Implementation methods will be decided upon during the next two months and Jacobs will present implementation recommendations to the ASA Committee at their Dec. 6 meeting.
Jacobs said he wants to have recommendations for exactly who will be selected as deans of the various colleges by the Dec. 6 meeting.
In an interview after the full board meeting, BOT Chair Bill Fall said although there was no deadline in place for restructuring the university had more to gain from adopting the proposal on Monday than waiting longer to define the implementation strategy.
He compared the adoption of Jacobs' proposal to the merger of UT and the then-Medical University of Ohio in 2006, stating it took over two years to establish the institutional framework after the merger.
"The larger framework is set in place in my view, with some unanswered questions, but the real activity – the real value-added, to use a business term – the real sense of ‘how do we get there' is at the program level, the faculty, student level," Fall said. "That is strictly within the umbrella that we have created."
Jacobs told the board the restructuring process will build synergy among different stakeholders and "energize" the university, which will show the Higher Learning Commission, an accrediting agency, that the university is not static.
In an interview on Tuesday, Jacobs told the Independent Collegian it is inconceivable, from an administrative standpoint, to present the BOT with a fully detailed plan and expect each implementation step to be specified and approved by the board.
"I don't think you can do something like this and have it all done and finalized. Certainly, I wouldn't have stood in front of the board and said that this will create synergy and creativity and new conversations if every last decision was specified," he said. "Part of the creativity is spurred by all those decisions and the conversions that those decisions will require."
Some faculty think UT has already undergone enough changes in the past several years, demonstrating the university has not stood motionless.
In an interview after the BOT meeting, Walt Olson, professor of mechanical engineering and member of the Faculty Senate, said the merger between UT and MUO in 2006 demonstrates UT is not a static institution.
"This has been a university that has been in change since 2005. Despite people saying we've been static, we have not been. We've been continually changing, from the merger to where we are today," he said.
Fall said the board will take a monitoring approach to the implementation, and he is confident Jacobs will involve all stakeholders, especially the faculty, in the implementation process.
"I look forward — honestly, I would challenge the Faculty Senate now to be involved and to participate and to offer constructive direction," Fall said. "They own the intellectual property of this institution in a funny way in that regard."

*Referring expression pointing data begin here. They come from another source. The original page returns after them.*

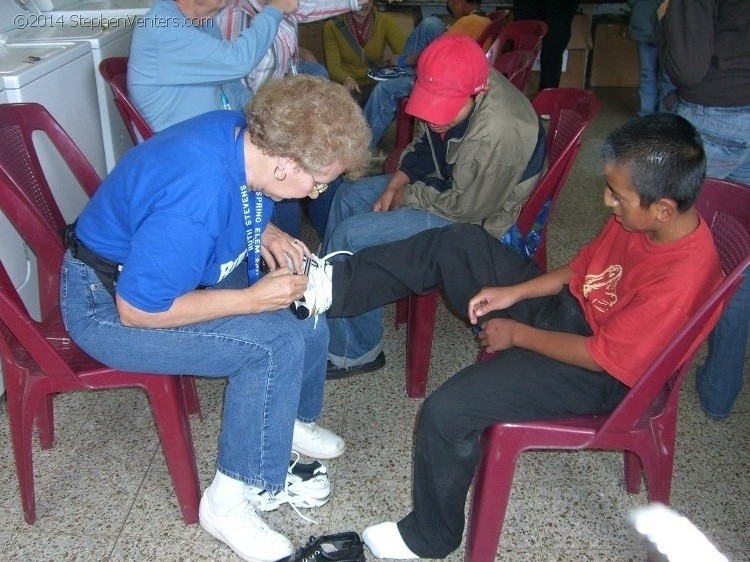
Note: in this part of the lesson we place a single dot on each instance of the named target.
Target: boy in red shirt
(573, 340)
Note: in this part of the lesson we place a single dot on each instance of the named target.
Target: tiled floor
(103, 492)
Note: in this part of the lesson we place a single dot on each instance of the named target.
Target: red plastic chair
(523, 35)
(19, 160)
(645, 422)
(516, 67)
(569, 111)
(115, 71)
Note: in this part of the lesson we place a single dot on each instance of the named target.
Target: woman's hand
(391, 200)
(351, 85)
(491, 298)
(277, 247)
(497, 334)
(277, 289)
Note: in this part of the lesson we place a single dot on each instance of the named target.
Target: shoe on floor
(311, 440)
(307, 485)
(384, 541)
(319, 292)
(388, 72)
(243, 530)
(341, 547)
(334, 372)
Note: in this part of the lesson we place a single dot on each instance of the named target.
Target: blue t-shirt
(171, 211)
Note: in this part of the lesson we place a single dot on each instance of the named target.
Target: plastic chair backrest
(726, 208)
(569, 111)
(115, 71)
(20, 162)
(47, 246)
(523, 35)
(516, 67)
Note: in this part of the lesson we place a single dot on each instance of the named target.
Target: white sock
(384, 541)
(224, 493)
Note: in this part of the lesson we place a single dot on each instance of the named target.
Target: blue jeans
(654, 84)
(725, 137)
(719, 380)
(727, 144)
(381, 106)
(275, 365)
(353, 226)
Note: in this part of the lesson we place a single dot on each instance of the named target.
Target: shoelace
(286, 489)
(324, 261)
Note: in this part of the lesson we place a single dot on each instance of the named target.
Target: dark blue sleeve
(418, 164)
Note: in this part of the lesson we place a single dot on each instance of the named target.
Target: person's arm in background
(685, 37)
(334, 65)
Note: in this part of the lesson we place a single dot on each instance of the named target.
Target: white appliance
(107, 38)
(75, 9)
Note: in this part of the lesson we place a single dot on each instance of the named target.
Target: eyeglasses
(318, 187)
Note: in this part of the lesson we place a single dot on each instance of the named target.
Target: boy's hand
(489, 299)
(497, 334)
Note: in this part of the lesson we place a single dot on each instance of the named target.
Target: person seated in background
(476, 156)
(711, 71)
(354, 44)
(179, 65)
(569, 342)
(284, 57)
(155, 280)
(396, 82)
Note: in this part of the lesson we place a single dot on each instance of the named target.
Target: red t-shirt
(636, 294)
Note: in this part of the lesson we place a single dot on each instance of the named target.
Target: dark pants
(558, 14)
(515, 385)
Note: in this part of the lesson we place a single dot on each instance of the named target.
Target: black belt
(107, 271)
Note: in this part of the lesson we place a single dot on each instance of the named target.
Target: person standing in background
(558, 14)
(704, 46)
(654, 84)
(180, 67)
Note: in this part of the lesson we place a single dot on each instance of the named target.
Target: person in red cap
(476, 156)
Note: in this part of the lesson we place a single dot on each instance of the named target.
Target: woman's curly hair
(312, 121)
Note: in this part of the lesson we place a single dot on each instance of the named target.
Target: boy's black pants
(515, 385)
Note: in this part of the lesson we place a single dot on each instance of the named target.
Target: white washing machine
(107, 37)
(75, 9)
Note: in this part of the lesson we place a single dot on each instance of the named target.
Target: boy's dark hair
(664, 156)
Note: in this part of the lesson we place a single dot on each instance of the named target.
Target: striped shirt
(278, 59)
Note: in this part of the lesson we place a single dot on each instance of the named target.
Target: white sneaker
(311, 440)
(319, 292)
(242, 530)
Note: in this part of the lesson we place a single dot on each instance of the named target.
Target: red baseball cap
(450, 70)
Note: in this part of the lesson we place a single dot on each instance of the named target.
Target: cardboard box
(614, 62)
(576, 56)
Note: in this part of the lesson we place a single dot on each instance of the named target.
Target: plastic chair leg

Chair of the Faculty Senate Mary Powers said it isn't clear to her how the university will carry out the restructuring plan.
"I don't know just how to weigh [moving forward with restructuring] right now," Powers said. "It's difficult to know what will happen next, especially without having a picture of how the implementation is envisioned."

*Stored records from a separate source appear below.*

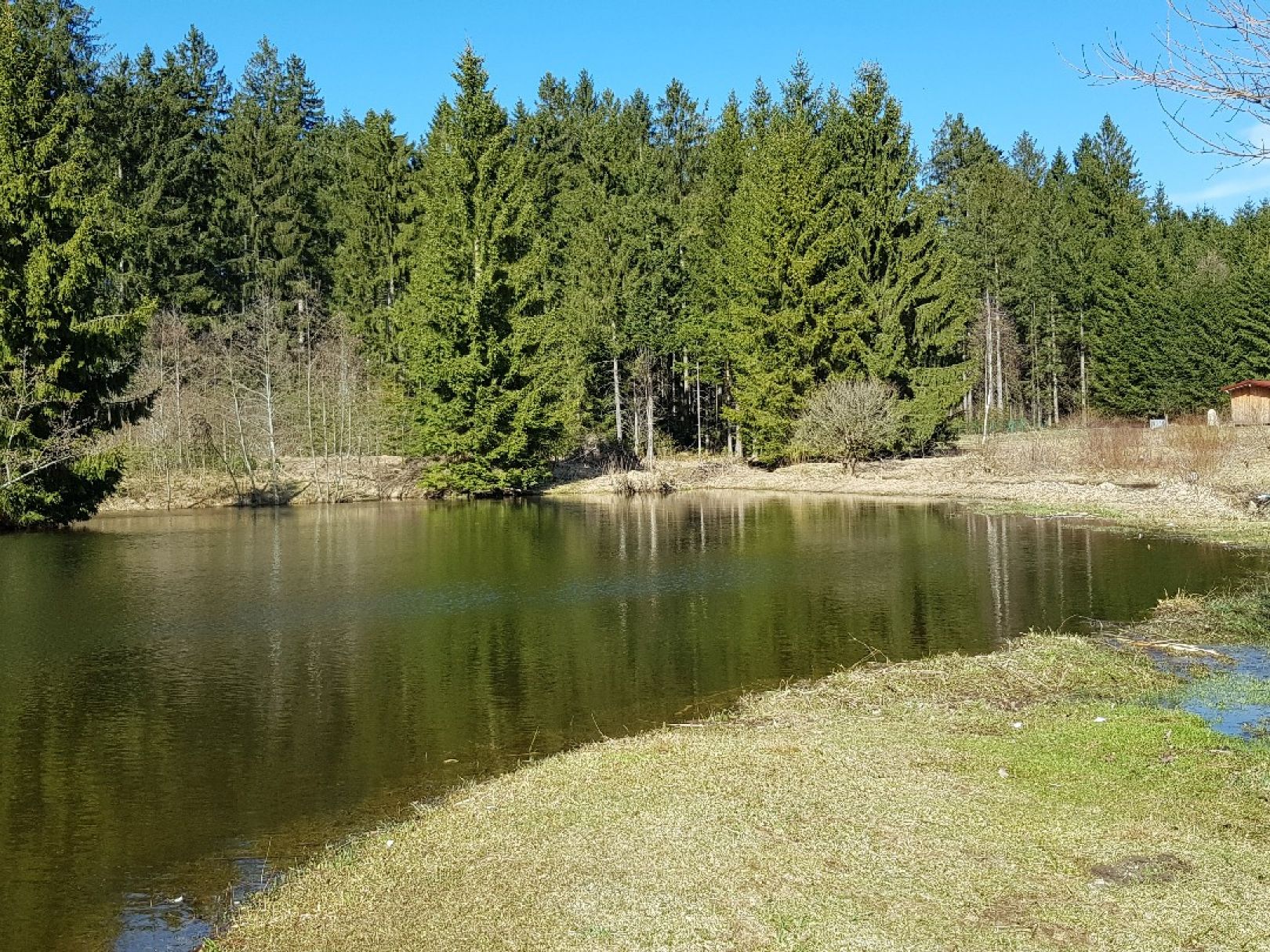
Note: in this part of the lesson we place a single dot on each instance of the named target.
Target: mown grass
(1032, 798)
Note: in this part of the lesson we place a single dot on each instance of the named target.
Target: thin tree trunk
(618, 401)
(648, 409)
(1053, 362)
(987, 362)
(1085, 389)
(698, 407)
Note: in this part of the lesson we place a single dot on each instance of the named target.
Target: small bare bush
(1199, 452)
(1116, 450)
(848, 422)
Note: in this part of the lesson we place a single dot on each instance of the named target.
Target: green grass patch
(1032, 798)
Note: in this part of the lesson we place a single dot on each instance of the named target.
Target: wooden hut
(1250, 403)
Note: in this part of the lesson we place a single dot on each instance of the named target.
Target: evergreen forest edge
(586, 274)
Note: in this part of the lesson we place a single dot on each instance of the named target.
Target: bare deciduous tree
(28, 401)
(1220, 57)
(848, 422)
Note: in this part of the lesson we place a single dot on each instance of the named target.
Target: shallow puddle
(1233, 693)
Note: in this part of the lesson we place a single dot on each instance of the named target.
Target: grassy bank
(1192, 481)
(1032, 798)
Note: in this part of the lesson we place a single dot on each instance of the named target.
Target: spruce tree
(65, 357)
(782, 263)
(470, 349)
(1123, 338)
(903, 323)
(368, 205)
(270, 231)
(164, 122)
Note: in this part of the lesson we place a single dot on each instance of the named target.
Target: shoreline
(1156, 504)
(1038, 796)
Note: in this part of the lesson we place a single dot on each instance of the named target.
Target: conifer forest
(204, 272)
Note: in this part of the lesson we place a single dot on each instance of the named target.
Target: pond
(190, 702)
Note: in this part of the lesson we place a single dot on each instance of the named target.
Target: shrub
(848, 422)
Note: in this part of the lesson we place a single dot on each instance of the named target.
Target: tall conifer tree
(65, 358)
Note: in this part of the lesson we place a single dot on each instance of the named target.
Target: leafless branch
(1221, 57)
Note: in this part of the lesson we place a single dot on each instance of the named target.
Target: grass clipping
(1030, 798)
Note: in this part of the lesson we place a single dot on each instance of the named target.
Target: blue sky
(1000, 63)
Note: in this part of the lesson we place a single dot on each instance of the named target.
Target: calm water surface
(190, 702)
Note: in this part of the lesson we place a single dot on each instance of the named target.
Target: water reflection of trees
(174, 684)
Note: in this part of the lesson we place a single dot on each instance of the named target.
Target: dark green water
(190, 702)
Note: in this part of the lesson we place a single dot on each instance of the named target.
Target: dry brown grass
(954, 804)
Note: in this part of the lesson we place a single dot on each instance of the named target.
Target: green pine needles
(585, 276)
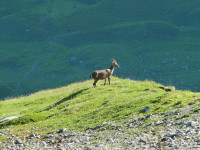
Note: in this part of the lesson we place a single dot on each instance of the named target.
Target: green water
(48, 43)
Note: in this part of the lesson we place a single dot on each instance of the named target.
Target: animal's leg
(94, 84)
(105, 82)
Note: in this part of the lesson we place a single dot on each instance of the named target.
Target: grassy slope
(79, 105)
(38, 40)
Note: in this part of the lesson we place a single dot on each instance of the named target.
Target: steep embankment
(44, 42)
(126, 107)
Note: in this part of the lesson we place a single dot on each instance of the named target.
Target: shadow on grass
(70, 97)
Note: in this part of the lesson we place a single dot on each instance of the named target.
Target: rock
(32, 135)
(142, 141)
(18, 141)
(62, 130)
(146, 109)
(148, 116)
(188, 124)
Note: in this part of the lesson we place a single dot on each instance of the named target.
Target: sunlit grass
(79, 105)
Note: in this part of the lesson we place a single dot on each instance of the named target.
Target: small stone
(146, 109)
(188, 124)
(62, 130)
(142, 141)
(148, 116)
(18, 141)
(32, 135)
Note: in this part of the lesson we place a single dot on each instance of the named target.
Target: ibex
(103, 74)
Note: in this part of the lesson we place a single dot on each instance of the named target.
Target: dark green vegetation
(46, 44)
(80, 106)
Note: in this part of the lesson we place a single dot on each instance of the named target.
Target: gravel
(155, 131)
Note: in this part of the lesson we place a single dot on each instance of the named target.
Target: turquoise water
(48, 44)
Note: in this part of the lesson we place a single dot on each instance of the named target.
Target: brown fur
(103, 74)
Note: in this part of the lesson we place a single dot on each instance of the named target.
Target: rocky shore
(175, 129)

Perhaps the most noticeable change to the university's structure is the addition of schools that will be sponsored by colleges.
According to Main Campus Provost Bill McMillen, the new schools will serve as horizontal components to the vertical structure of the plan, meaning they will work within the administrative hierarchy rather than be a part of it.

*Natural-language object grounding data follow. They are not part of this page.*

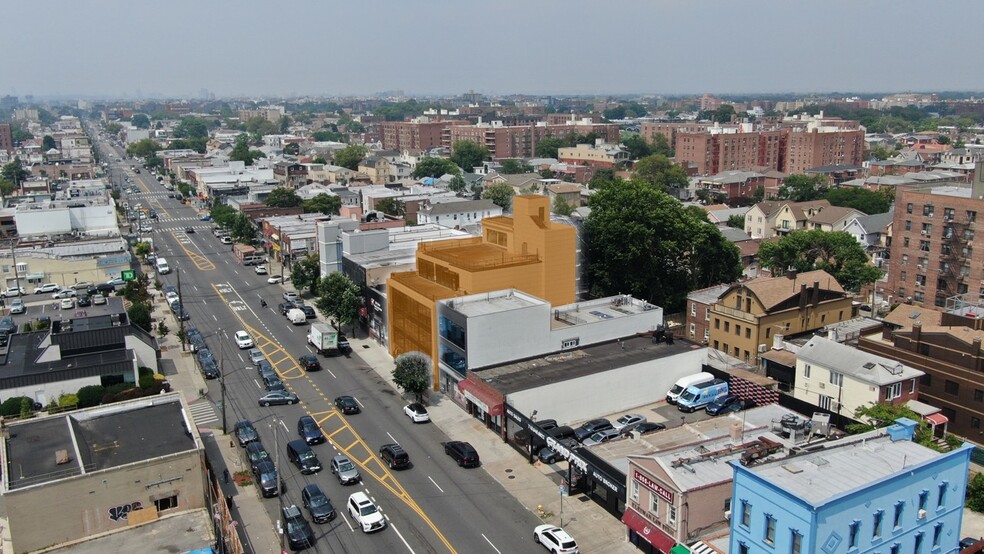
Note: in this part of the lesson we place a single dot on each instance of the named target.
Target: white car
(47, 287)
(243, 340)
(554, 539)
(365, 513)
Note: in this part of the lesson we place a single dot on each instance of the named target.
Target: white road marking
(439, 487)
(408, 544)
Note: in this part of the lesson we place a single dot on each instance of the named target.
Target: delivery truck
(324, 338)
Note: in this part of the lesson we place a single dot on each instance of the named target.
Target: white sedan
(243, 340)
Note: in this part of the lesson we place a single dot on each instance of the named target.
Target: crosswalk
(203, 412)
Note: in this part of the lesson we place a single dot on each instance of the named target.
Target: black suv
(317, 504)
(245, 432)
(394, 456)
(463, 453)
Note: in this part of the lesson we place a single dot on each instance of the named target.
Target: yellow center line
(384, 477)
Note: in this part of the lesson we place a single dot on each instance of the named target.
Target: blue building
(876, 492)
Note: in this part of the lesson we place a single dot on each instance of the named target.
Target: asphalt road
(434, 506)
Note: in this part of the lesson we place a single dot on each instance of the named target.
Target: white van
(690, 380)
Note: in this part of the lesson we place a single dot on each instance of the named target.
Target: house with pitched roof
(748, 316)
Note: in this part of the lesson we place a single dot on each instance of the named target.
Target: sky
(251, 48)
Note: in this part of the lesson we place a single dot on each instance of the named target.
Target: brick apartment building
(935, 253)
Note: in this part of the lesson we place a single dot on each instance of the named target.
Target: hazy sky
(336, 47)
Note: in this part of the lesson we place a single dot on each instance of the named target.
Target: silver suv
(345, 470)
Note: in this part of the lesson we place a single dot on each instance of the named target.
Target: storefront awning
(645, 529)
(482, 395)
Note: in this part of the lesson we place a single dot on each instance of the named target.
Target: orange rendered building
(526, 251)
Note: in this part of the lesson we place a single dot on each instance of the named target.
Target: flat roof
(573, 364)
(95, 439)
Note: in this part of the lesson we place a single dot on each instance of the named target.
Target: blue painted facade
(916, 509)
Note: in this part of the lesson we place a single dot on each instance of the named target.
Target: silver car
(345, 470)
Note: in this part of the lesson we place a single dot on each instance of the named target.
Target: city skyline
(507, 47)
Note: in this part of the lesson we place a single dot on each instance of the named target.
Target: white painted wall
(622, 389)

"[The plan to form schools] encompasses and promotes this idea of collaboration and the facilitating of people being able to cut across boundaries and talk," McMillen said.
One example McMillen provided during an interview was the function of the School of the First Year Experience, which will eventually include all freshmen and will be based on a customized first-year curriculum. That is, if a freshman wants to enter the engineering program, but doesn't meet the math requirements, he or she will be advised on which math courses and what overall course load will best prepare them for the engineering admissions process.